Dan Schultz joins Newshouse as First Visiting Programmer in Residence
August 23, 2013
As digital technology becomes increasingly important to media and journalism, so does knowing how to work with programmers and perform simple coding. You can only learn these skills by doing them, but where does a journalist or storyteller start?
Programmer-journalist Dan Schultz, who holds a degree from the MIT Media Lab, will help answer that question when he joins the Newhouse School as its first Visiting Programmer in Residence. Schultz, who spoke at Newhouse through the Digtial Edge Journalism series in the spring, comes straight from the Boston Globe, where he spent a year as a Knight-Mozilla OpenNews fellow. He is known for work on innovative projects such as Truth Goggles, which identifies and checks facts in news stories in real time, and NewsJack, which lets people rewrite and publish headlines as a form of digital satire.
At The Boston Globe, Schultz worked with the Globe Labs to employ new innovative ways to tell stories that go beyond text, photos and video. In A Night in the Life of a Cabbie, he connected detailed transcripts of a cab driver’s evening shift to a maps that shows the driver’s pay and expenses through the night. The interactive shows how difficult it is for cab drivers to make money when only a few companies can issue the expensive “medallions” that cab drivers must purchase in order to legally provide service. Interative features like this often require journalists to work closely with software developers, and even know a little code themselves. Programmers in residence like Schultz will give Newhouse students that critical experience.

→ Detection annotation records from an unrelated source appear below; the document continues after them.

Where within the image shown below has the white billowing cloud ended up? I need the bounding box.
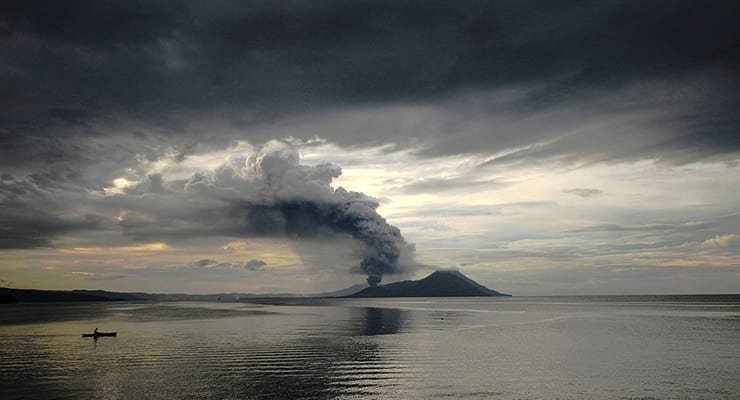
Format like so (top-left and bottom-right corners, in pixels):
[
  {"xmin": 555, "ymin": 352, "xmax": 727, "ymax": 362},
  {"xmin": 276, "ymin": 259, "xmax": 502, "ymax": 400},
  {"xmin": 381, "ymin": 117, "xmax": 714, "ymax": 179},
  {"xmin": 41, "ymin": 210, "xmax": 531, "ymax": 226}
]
[
  {"xmin": 104, "ymin": 141, "xmax": 413, "ymax": 284},
  {"xmin": 244, "ymin": 258, "xmax": 267, "ymax": 271},
  {"xmin": 699, "ymin": 233, "xmax": 740, "ymax": 249}
]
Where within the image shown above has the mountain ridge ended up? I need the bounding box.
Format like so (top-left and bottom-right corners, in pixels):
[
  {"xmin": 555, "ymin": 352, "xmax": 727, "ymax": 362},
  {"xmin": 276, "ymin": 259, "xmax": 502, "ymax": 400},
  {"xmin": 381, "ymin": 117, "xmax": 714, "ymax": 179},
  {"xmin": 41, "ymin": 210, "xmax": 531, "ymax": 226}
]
[{"xmin": 345, "ymin": 270, "xmax": 511, "ymax": 298}]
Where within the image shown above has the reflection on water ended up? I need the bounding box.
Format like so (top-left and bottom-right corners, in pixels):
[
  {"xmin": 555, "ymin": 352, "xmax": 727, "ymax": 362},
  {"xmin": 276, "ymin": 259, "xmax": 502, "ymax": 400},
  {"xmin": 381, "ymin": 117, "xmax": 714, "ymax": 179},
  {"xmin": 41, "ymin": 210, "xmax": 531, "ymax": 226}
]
[{"xmin": 0, "ymin": 297, "xmax": 740, "ymax": 399}]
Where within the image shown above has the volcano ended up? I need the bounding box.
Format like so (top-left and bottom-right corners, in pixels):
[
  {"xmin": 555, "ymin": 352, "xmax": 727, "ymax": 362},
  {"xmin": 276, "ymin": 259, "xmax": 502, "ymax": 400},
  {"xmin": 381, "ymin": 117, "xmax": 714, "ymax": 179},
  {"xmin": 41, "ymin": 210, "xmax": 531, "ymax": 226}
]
[{"xmin": 346, "ymin": 270, "xmax": 510, "ymax": 298}]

“Dan will help Newhouse students take their ideas from the drawing board to working prototypes and more,” says Dean Lorraine Branham. “We also hope that he can provide technical assistance for students who have ideas for new products, but lack the programming and coding skills to make them happen.”

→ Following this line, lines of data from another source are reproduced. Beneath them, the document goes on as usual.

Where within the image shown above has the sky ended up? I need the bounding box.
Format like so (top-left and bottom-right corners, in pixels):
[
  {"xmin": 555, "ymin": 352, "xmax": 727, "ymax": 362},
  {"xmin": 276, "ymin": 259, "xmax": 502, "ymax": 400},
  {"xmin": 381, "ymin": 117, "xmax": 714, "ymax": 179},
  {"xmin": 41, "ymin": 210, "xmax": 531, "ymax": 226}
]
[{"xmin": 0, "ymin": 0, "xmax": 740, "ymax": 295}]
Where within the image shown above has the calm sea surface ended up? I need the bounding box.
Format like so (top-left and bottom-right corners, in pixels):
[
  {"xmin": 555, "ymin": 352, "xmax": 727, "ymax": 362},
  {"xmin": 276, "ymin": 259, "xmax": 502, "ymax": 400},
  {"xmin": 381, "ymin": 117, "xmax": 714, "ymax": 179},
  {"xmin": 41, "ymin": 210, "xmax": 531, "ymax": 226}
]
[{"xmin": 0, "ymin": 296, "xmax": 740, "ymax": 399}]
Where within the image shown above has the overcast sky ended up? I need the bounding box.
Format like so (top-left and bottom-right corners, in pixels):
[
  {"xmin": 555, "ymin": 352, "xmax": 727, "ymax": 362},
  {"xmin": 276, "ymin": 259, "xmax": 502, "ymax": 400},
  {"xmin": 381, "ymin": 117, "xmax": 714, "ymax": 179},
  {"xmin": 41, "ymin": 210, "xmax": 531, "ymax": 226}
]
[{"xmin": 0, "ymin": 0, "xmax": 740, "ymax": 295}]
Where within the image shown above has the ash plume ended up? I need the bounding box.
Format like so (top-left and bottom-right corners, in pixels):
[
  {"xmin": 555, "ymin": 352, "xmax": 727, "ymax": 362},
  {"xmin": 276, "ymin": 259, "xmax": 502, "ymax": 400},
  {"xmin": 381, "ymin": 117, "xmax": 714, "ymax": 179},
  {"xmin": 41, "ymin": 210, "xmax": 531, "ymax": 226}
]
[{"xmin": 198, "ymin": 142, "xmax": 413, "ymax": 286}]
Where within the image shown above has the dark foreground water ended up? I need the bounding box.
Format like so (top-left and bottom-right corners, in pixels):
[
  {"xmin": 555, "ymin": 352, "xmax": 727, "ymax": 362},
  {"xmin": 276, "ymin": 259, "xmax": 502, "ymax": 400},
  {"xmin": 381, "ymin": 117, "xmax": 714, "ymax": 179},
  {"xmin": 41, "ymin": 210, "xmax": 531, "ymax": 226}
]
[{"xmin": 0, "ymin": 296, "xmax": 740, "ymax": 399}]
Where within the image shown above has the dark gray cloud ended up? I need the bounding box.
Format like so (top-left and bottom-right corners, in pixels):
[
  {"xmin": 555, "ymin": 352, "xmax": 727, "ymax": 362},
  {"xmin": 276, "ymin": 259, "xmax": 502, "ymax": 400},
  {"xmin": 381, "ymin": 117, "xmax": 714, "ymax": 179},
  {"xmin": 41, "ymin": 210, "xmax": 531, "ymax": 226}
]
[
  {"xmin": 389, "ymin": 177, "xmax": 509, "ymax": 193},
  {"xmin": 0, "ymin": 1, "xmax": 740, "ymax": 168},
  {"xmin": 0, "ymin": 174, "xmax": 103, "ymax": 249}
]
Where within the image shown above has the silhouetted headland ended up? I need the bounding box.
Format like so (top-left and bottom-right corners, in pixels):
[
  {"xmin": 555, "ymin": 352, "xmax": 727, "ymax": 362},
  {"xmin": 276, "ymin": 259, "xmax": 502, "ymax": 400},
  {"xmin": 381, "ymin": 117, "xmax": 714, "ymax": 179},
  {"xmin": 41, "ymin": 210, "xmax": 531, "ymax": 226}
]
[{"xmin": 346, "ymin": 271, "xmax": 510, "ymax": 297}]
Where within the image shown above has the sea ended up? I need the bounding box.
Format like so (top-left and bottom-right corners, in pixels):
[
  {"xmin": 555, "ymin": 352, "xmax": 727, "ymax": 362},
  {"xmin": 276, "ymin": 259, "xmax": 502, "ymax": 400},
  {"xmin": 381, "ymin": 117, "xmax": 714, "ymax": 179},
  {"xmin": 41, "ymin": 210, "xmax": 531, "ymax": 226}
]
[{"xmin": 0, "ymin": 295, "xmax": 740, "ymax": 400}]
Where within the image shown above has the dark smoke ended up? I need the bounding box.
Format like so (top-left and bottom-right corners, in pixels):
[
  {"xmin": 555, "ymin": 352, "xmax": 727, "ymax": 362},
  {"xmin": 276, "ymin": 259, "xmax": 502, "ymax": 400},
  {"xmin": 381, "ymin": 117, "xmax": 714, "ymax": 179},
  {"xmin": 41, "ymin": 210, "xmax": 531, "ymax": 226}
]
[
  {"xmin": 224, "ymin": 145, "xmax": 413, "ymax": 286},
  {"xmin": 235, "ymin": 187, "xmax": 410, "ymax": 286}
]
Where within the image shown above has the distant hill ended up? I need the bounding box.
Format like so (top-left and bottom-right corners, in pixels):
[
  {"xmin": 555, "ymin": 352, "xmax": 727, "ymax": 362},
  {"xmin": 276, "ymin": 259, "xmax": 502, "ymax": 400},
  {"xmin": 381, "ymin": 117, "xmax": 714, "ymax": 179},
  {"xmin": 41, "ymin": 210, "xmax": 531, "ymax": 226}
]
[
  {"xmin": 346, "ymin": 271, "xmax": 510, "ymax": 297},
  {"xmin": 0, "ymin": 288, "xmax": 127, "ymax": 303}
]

While Schultz’s background is in journalism and civic media, he will work with students from all majors. Newhouse Chair of Journalism Innovation Dan Pacheco will serve as Schultz’s host in the Newspaper and Online Journalism department. Students or faculty who are interested in working with Schultz should fill out this online form, or contact Pacheco at drpachec@syr.edu.

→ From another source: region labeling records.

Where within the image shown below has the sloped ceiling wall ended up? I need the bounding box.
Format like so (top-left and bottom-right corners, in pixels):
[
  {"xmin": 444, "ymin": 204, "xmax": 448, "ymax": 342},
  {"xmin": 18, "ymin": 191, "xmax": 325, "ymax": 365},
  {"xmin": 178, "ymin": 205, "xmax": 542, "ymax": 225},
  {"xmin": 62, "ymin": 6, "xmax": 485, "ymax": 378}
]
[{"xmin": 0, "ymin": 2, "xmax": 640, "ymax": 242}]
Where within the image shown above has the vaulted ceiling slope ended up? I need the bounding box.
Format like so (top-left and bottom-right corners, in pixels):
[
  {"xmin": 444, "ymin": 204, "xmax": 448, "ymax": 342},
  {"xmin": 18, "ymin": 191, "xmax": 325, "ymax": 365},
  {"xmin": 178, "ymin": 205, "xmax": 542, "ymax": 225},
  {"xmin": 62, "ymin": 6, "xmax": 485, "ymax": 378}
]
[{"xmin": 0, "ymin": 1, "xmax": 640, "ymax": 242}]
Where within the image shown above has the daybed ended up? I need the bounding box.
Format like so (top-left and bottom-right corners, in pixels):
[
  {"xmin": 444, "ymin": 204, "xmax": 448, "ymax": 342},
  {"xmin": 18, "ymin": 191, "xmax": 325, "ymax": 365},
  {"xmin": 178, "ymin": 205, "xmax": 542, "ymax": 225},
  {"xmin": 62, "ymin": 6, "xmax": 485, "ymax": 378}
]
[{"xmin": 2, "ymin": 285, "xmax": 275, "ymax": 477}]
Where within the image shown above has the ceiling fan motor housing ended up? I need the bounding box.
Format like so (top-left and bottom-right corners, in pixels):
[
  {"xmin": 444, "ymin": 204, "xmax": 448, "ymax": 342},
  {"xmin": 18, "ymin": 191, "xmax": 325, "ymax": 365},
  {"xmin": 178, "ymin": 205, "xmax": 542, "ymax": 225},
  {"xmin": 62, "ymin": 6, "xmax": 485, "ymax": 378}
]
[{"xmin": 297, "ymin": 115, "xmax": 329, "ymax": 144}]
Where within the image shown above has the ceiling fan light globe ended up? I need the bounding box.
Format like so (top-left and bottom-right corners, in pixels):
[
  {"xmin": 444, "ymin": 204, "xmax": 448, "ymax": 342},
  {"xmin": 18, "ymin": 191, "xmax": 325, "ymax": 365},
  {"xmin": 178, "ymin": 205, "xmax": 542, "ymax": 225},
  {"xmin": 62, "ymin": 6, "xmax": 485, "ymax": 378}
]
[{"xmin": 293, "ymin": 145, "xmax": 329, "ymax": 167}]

“We already have a list of student project ideas from faculty from across the school that can leverage Dan’s expertise,” says Pacheco. “But it will be really fun to see what students dream up that none of us have thought of yet. We know students have big digital ideas, but often get stuck when they want to do something that requires a little coding. Now we can help them cross that barrier and in the process learn that coding isn’t as mysterious or scary as they may think.”